ENI Norge conferma: Goliat operativo «ben prima della fine dell'anno»

Nei giorni scorsi su alcuni articoli di giornali norvegesi sono stati sollevati dubbi sull'entrata in funzione della piattaforma galleggiante del Cane a sei zampe nel mare del Nord. Ora il responsabile della comunicazione per la Norvegia, Andreas Wullf, ha spiegato che ci sono stati alcuni imprevisti ma che l'impianto inizierà a funzionare prima delle tempeste invernali

OSLO – Dopo che nei giorni scorsi alcuni giornali norvegesi avevano avanzato dubbi sull'entrata in funzione di Goliat per l'estate, come previsto da Eni, ora il responsabile della comunicazione di Eni Norge, Andreas Wullf ha confermato: la piattaforma sarà operativa «ben prima della fine dell'anno».

RITARDI PER COLPA DEL MALTEMPO - Intervistato dal giornale norvegese Aftenbladet, Wullf ha spiegato che «siamo un po' in ritardo» a causa del «tempo infelice di quest'estate» e che quindi «alcuni lavori stanno richiedendo più tempo del previsto». Il manager comunque si è detto ottimista, sottolineando come i progressi siano «costanti» e che spesso progetti di queste dimensioni sono soggetti a imprevisti.

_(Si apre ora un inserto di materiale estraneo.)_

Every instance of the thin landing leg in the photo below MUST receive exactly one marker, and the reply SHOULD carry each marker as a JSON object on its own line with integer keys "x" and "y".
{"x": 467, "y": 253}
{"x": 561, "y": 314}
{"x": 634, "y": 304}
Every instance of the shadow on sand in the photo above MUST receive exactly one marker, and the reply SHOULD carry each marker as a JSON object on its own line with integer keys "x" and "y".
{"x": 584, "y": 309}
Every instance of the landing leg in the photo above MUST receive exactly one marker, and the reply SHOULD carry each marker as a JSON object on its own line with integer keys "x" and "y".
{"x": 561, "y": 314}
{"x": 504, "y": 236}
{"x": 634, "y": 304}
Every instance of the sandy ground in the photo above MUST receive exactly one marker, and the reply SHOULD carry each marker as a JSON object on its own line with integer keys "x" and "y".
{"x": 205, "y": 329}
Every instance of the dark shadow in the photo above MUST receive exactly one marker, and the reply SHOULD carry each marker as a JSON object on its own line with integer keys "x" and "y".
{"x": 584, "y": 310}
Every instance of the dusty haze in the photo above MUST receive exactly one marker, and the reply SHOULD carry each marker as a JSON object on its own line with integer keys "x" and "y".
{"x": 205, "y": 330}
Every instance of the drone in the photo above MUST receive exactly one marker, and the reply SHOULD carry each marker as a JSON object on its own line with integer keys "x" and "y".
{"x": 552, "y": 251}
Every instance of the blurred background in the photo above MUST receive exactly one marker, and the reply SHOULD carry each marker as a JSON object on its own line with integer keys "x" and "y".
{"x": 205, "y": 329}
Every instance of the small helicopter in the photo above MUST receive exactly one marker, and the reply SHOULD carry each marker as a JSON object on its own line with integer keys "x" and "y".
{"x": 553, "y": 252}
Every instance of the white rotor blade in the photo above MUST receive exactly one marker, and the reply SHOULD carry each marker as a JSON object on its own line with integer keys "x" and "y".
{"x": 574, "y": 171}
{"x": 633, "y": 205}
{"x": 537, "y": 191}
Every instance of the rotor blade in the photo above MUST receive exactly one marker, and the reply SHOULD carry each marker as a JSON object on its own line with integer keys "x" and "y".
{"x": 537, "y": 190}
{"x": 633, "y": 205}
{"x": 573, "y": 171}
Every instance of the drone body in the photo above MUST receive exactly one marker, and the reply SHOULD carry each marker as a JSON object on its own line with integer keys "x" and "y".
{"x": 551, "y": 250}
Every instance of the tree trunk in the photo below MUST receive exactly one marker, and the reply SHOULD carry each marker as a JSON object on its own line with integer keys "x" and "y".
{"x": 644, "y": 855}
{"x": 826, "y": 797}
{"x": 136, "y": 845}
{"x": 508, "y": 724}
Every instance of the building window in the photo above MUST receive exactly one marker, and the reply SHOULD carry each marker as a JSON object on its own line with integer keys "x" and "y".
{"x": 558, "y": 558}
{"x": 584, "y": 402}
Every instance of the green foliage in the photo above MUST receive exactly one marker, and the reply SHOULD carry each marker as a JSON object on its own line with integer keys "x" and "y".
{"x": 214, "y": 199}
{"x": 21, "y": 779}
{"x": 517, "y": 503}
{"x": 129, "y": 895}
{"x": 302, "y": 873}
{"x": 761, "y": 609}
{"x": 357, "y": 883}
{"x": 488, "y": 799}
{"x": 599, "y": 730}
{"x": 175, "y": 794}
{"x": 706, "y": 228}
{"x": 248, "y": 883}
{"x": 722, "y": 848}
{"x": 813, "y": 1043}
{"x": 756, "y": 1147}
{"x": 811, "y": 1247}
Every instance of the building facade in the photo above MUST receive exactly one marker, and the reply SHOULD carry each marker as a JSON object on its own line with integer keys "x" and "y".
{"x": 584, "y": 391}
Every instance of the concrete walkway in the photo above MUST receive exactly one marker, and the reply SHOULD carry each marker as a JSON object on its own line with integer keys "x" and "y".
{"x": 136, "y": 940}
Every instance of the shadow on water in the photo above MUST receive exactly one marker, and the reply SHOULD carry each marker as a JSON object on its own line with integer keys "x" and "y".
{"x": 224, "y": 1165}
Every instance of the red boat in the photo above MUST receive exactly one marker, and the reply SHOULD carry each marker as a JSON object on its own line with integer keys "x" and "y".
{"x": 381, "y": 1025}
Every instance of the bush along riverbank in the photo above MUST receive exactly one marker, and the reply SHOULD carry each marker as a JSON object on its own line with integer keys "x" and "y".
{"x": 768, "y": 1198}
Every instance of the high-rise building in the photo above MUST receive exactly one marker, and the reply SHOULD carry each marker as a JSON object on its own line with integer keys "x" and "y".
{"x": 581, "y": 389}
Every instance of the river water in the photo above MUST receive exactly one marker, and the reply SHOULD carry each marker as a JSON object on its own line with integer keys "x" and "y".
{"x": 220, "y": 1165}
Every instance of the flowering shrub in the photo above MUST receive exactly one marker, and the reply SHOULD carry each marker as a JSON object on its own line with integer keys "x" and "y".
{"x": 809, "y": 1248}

Wullf ha ricordato che sono state commissionate «la maggior parte delle attività, come l'installazione dei cavi di ormeggio, delle colonne montanti, dei cavi elettrici che portano l'elettricità dalla costa e le tubature sottomarine». Sul punto ha aggiunto che i rapporti con i fornitori sono buoni.

OPERATIVI BEN PRIMA DI FINE ANNO - Quanto alla data di avvio di Goliat, il responsabile della comunicazione di Eni Norge ha detto che «non è stata fissata», ma che comunque sarà «ben prima della fine dell'anno», quando incominceranno a scatenarsi le tempeste invernali che potrebbero ritardare ancora i lavori sulla piattaforma.

GOLIAT IN NORVEGIA - Goliat ha raggiunto le coste norvegesi il 17 aprile ed è stata trasportata nel Mare del Nord nei primi di maggio. Si tratta del più grande e sofisticato impianto di produzione e stoccaggio di idrocarburi cilindrico del mondo (costato circa 5 miliardi di euro), con il quale Eni ha intenzione di estrarre quasi 100mila barili di petrolio al giorno per i prossimi 15 anni.